Unified rational formula for pre-cracking torsional stiffness of solid and hollow reinforced concrete members

• A rational formula for calculating the torsional stiffness of solid and hollow RC members is proposed.
• The formula predicts the stiffness of nine hollow RC beam specimens almost perfectly.
• Formula-calculated stiffness values for 147 RC beam specimens are presented and compared.
• Elastic stiffness values of the 147 specimens are examined using the proposed formula.
• The proposed bi-linear simplification can be used in performance-based engineering.

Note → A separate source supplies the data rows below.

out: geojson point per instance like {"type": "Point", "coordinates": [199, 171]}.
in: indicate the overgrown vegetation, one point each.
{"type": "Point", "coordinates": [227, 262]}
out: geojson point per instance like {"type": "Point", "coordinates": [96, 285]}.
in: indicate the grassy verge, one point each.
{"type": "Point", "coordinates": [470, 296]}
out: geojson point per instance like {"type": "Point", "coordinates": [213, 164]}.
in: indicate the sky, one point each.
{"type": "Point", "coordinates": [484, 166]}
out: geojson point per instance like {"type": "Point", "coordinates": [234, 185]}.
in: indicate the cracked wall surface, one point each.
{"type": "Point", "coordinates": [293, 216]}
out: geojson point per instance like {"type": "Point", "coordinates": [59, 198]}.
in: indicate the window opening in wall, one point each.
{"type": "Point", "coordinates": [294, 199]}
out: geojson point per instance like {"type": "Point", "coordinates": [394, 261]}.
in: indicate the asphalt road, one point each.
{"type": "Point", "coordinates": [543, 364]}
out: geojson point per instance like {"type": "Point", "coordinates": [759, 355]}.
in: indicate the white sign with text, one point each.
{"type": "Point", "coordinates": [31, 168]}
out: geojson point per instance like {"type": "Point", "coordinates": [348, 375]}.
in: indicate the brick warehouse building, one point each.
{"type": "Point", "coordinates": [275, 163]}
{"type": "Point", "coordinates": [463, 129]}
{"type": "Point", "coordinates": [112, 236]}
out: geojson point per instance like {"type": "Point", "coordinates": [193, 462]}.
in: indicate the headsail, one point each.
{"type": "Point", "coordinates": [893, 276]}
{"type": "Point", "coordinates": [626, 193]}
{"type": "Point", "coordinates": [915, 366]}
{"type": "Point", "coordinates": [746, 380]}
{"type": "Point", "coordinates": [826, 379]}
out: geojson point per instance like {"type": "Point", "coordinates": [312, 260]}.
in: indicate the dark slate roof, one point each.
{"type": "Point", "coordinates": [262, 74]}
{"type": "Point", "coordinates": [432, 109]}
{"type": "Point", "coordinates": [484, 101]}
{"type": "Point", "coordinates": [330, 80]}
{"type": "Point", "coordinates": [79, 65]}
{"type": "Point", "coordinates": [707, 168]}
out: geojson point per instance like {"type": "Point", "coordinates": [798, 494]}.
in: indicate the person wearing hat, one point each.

It is generally assumed that the elastic torsional stiffness of structural reinforced concrete (RC) members that are subjected to a torsional moment less than the cracking torque can be accurately estimated, despite a lack of adequate experimental or theoretical examination. The softened membrane model for torsion (SMMT), which has been validated experimentally, provides accurate estimates of pre-cracking torsional stiffness for solid and hollow RC members. However, the SMMT requires an iterative solution algorithm, and is thus inconvenient for design purposes. This paper presents a simplification of the SMMT and proposes a unified rational formula for the direct calculation of the initial torsional stiffness of solid and hollow RC members. The proposed formula predicts the initial torsional stiffness of nine hollow RC beam specimens almost perfectly. When used to calculate the stiffness of 147 solid and hollow RC beam specimens, the proposed formula is found to be an almost perfect simplification of the SMMT in terms of initial torsional stiffness. However, the elastic stiffness values of the 147 specimens deviate from the formula-calculated values by −40% to +50%, suggesting the values may not be as accurate as commonly presumed. It is also shown that the proposed formula can combine with an existing Tcr-θcrTcr-θcr formula to provide a precise bi-linear simplification of the nonlinear pre-cracking torque-twist curves for solid and hollow RC members; this can then be conveniently used in the nonlinear finite element analyses needed in performance-based engineering.